Come spesso mi accade, soprattutto in questi momenti uggiosi, sogno ad occhi aperti, ascoltando una qualche canzone o sfogliando immagini, più o meno recenti, ma che riguardano l’epoca “pre-Covid19”.
Berlino non la conosco di persona, ma è mi ben visiva sui libri di storia, miei e dei ragazzi che seguo a lezione. Berlino non è una città storica: Berlino è la storia.
Non è antica come Roma, ma le vicende che tutti conosciamo o dovremmo conoscere le conferiscono tanto dolore quanto tanto onore.
Il re Federico II, nel XVIII, secolo, delegò, ai migliori artisti, la costruzione di maestosi monumenti, come l’Opera, la Biblioteca reale e l’Università, e, dopo la sua scomparsa, fu eretta la Porta di Brandeburgo, oggi simbolo di Berlino.
Proprio nel gennaio dello scorso anno, scoprii, durante una serata musicale in Università, a Pavia, il significato di Futura, una di quelle canzoni che, genere a parte, una volta ascoltate, non puoi dimenticarle. Futura è il nome di una bimba, metafora di una rinascita, dopo l’incontro di due giovani, al Checkpoint Charlie, ovvero il punto in cui la città venne divisa dal Governo, in Berlino est e Berlino Ovest.
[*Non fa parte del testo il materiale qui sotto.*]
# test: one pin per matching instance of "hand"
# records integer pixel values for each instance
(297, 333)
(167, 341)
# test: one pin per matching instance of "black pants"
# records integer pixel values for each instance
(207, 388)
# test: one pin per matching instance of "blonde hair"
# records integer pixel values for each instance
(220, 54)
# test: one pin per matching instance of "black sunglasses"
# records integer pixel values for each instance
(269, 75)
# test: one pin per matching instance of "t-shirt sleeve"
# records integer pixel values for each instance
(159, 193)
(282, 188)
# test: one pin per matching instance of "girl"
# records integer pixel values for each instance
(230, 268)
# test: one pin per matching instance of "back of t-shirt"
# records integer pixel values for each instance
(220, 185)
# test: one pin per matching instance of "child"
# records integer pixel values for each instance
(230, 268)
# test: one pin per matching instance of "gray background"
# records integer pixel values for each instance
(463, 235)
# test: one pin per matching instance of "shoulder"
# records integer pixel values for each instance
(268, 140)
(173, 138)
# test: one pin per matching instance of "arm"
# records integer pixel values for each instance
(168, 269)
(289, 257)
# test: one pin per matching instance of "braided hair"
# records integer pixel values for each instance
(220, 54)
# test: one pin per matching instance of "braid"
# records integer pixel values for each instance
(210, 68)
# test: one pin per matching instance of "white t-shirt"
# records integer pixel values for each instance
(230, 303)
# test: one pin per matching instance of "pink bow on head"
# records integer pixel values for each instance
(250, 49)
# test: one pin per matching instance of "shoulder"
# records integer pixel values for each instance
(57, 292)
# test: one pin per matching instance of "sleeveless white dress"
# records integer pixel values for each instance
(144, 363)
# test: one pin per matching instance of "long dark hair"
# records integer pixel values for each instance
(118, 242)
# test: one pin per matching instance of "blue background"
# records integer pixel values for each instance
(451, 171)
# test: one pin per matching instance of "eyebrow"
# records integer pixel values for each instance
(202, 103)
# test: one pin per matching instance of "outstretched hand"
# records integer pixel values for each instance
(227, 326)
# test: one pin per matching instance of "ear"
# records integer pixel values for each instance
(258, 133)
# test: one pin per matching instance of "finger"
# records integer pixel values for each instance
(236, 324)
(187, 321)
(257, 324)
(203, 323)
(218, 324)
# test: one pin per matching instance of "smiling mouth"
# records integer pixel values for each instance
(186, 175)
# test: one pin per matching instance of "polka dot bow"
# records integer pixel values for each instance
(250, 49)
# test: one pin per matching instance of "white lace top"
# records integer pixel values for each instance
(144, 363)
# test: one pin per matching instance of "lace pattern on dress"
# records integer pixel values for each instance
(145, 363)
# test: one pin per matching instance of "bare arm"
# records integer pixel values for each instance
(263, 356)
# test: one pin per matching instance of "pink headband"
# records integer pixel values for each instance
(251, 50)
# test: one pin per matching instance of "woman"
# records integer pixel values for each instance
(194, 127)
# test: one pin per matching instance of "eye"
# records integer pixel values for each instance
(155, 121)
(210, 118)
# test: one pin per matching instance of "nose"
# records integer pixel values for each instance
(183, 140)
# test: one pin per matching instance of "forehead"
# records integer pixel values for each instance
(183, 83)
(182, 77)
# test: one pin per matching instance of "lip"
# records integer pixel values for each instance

L’amore, però, si sa, non conosce Leggi e i due, a loro rischio, si incontrano e il sentimento vince su tutto. “Chissà, chissà domani…”
ecco, il domani arrivò il 9 novembre 1989. Il brano, invece, è stato pubblicato nel 1980 e quel Muro, resistente, non faceva trapelare luce. Occorrevano permessi speciali per raggiungere una parte o l’altra della città. Assurdo, ma nessuna fantasia.
https://www.youtube.com/watch?v=k4a6P5su7RY
Il primo luogo che visiterei a Berlino sarebbe proprio quell’angolo, in cui il cantautore, Lucio Dalla, si sedette e osservò quei ragazzi, pieni di fiducia, dopo aver conosciuto ilsignificato della guerra sulla propria pelle. E poi, il Museo del Muro. E so che piangerei, perchè le ideologie non devono dividere fisicamente le persone. Ancora oggi si parla di Comunismo e di Capitalismo. Abbiamo imparato qualcosa? Quando uno Stato pone, come primo obiettivo, il profitto, spesso fine a se stesso, gli suggerirei di rileggere quelle atroci pagine, spesso narrate in fondo ai libri degli ultimi anni di scuola, una scuola che deve, ora, spostare il proprio baricentro, negli anni Sessanta e Settanta del secolo scorso. Proviamo a ripartire da lì, dopo aver comunque compreso come e perché vi si è arrivati.